The sounds of curlers have been in the air in Wisconsin since the Territorial Era. This month Portage native Maureen Brunt competed with the USA womens curling team, but both of her parents were also curlers, and so was her grandmother, according to NBC News. As Brunt's heritage reveals, curlers have been growing up here for generations. The Milwaukee Curling Club, founded in 1846, is the oldest in the nation, and the second oldest in Wisconsin is the Portage club, established in 1850, where Maureen Brunt spent much of her childhood.

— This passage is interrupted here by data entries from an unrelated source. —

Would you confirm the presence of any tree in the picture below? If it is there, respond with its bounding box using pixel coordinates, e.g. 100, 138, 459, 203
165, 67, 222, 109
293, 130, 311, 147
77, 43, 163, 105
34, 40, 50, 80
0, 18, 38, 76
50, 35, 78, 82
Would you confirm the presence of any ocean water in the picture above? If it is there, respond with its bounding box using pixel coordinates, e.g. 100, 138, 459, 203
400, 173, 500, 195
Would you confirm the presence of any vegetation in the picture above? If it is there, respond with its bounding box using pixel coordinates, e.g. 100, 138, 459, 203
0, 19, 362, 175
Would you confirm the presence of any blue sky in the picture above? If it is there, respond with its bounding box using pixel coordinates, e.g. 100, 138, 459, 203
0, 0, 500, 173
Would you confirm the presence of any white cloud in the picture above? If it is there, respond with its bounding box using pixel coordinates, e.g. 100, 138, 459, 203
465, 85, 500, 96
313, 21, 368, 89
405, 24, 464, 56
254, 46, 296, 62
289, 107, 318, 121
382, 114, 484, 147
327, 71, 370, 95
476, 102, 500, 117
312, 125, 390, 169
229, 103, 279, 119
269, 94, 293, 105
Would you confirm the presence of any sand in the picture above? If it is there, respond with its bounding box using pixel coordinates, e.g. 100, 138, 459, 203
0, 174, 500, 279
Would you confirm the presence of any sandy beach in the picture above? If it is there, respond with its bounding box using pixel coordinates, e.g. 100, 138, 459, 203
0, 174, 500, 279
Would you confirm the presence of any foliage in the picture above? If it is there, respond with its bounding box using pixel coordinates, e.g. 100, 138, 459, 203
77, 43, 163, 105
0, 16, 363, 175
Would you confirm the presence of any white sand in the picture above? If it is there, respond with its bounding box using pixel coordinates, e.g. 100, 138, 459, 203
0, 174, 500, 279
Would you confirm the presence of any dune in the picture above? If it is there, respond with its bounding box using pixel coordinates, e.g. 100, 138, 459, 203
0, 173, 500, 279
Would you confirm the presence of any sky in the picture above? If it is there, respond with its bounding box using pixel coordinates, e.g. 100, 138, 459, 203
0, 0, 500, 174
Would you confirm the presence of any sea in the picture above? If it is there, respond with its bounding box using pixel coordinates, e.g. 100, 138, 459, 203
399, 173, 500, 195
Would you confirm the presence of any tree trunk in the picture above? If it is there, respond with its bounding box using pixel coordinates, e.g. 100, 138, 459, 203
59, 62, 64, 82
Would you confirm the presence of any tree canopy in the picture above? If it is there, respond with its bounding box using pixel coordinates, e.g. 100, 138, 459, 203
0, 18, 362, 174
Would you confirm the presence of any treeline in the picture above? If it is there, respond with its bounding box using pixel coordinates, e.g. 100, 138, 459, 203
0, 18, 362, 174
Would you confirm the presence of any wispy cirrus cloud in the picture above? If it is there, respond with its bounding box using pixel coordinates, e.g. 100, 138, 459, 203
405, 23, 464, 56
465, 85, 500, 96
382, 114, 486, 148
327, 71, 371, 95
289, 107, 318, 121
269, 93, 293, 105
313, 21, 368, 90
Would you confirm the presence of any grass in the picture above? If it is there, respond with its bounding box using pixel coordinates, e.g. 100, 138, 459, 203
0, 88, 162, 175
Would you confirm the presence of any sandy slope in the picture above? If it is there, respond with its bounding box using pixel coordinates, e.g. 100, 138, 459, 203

By the 1870s the sport was well-established in southern Wisconsin. "The strange noises that have been haunting Silver Lake since the defeat of the Portage Club by the Milwaukee Club, on the frozen surface of that beautiful sheet of water, to the discomfort of some of the quietly disposed citizens, sounding like the croaking of some mighty 'bullfrogs,' who in their deep bass tones croaked out 'eighty-one, eighty-one, eighty-one,' since last Friday afternoon, have now entirely ceased," wrote an observer when Milwaukee defeated Portage for the Grand National Club Medal on January 23, 1879.

Teams from Lodi, Portage, Arlington, Cambria, and Poynette were five of the eight founding Wisconsin members of the Northwestern Curling Association of America a few years later, and a stone from that curling-rich region is in our Museum collections. The Society Library-Archives Division collected and preserved the evidence of the sport in annual volumes of the Grand National Curling Club of America, one of which can be read online at Turning Points in Wisconsin History.

Wisconsin's curling tradition is also documented in photographs of the men and women who kept the sport alive when baseball, basketball and football began to dominate the media. Its Wisconsin audience was large enough even to attract visiting athletes from Scotland during the Packers glory years. This past Friday the USA Men's Team captured the 2006 Olympic Bronze medal, though Maureen Brunt's womens team did not qualify for the finals. Still, with curling in the air, on the ice, and in the heritage of Wisconsin, we look forward to great successes in the future.